Mademoiselle de Retz avait lancé quelques flèches au cœur de Lauzun, elle était plus jeune que madame d’Alluye, mais ce tour d’une rivale confondait alors la marquise.

Elle fixa sur Roquelaure ses yeux tremblants, étonnés ; ceux du duc étaient remplis de malice, ses prunelles fauves palpitaient de joie. Lui aussi, Roquelaure, avait aimé madame d’Alluye ; il s’était rencontré, lui, le modèle achevé de la laideur, sur le chemin de Lauzun, qui n’avait pas eu de peine à l’écarter. C’était lui qui avait signé au bas de l’un des billets trouvés sur la toilette de sa femme le nom de mademoiselle de Retz.

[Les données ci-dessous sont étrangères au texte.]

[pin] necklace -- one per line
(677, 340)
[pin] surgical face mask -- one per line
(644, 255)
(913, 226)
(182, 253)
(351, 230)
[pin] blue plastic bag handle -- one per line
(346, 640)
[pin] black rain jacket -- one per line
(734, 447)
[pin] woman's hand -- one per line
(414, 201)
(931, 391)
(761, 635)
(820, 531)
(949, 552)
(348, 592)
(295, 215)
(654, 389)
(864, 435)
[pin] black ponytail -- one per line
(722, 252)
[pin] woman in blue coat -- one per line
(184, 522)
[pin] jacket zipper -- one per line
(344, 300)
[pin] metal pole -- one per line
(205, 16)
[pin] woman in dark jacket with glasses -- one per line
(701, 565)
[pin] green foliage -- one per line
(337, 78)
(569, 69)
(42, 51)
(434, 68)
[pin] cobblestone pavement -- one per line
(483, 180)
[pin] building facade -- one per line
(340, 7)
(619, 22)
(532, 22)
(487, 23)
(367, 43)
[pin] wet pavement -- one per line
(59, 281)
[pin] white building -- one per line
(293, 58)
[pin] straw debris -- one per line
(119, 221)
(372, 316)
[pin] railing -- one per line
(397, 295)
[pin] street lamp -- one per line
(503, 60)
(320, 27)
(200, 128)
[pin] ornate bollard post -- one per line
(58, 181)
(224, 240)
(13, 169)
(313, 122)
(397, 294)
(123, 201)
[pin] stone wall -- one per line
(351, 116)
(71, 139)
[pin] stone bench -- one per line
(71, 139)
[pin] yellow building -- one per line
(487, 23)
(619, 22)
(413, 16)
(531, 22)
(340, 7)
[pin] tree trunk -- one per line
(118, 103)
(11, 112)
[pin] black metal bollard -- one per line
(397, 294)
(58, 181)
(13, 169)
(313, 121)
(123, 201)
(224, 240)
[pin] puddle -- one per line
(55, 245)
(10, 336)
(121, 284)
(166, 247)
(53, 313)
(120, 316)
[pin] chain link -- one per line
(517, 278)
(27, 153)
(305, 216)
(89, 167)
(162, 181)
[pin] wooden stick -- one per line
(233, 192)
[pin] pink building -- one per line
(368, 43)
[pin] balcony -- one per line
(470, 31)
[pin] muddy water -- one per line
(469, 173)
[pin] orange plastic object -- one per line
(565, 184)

— Est-ce là cette surprise que vous nous ménagiez, chère marquise ? vous rappelez donc votre mari de son exil forcé ? Ah ! que Mademoiselle n’en peut-elle faire autant pour M. de Lauzun !

Le sarcasme lancé, Roquelaure pirouetta sur ses talons et courut se mêler à un groupe très animé.

— Allez donc dans le boudoir, dit-il à M. de Monaco ; c’est là, je crois, cher prince, que sont les surprises.

Par suite d’un éclaircissement conjugal, le marquis d’Alluye et sa femme avaient disparu, cédant la place à la princesse de Monaco, qui causait alors avec Grammont.